Immediately before Curran spoke, Michael Kerr, a Gural JCC board member and a United Jewish Appeal Federation of New York committee member, noted that the UJA has donated more than $46 million to philanthropic causes in the metropolitan area through the pandemic. “For a broad range of essential services, including an interest-free loan program and personal protective equipment for essential workers,” Kerr said. The UJA is a sponsor of the Gural JCC.
Gural JCC Associate Director Stacey Feldman said that they have seen a 40 percent increase of families that they feed through the food pantry on a weekly basis since the pandemic began. That is more than 550 families, Feldman said which is “too much food to quantify,” she added.
Before speaking, Curran received a tour of the SHOP and during her briefing noted the staggering 125 percent increase in people applying countywide for the federal supplemental nutrition assistance program known as SNAP.

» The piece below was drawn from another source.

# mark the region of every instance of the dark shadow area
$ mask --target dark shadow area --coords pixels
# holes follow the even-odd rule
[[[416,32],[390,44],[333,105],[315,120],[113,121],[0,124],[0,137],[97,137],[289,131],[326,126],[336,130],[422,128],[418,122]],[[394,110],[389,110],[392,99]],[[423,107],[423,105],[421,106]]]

Gural JCC Executive Director Aaron Rosenfeld said having the county executive visit was incredible as it underscores the JCC’s connection and its work with the entire community and the elected officials, which includes State Sen. Todd Kaminsky, who helped organize the news conference to highlight the JCC's work.
“What we’ve done is not closed the SHOP and the food pantry this entire pandemic and that was critical to us,” Rosenfeld said. “So, while we have closed our buildings to the public our services, including the SHOP and all of our social services have continued remotely in some cases and take orders over the phone and get them out to families. Wherever there is a need the Gural JCC is there to fill it.”

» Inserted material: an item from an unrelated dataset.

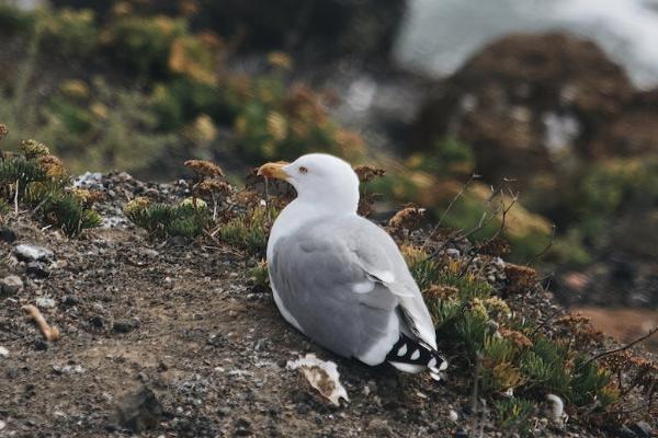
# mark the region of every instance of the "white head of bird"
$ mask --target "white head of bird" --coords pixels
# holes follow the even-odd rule
[[[334,214],[356,212],[359,207],[359,177],[352,166],[333,155],[309,153],[292,163],[266,163],[259,175],[287,181],[297,191],[298,204],[313,201]]]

Though Gov. Andrew Cuomo has stopped giving his daily news briefings, Curran said that she will continue giving her daily briefings as the reopening phases are progressing and many residents still ask questions and “the press is interested in showing up and having the questions answered.”
Being a leader during this time has its priorities for Curran. “No. 1 remain calm, No. 2 assess the situation and No. 3 to marshall whatever resources we have on the county level to address the crisis,” she said.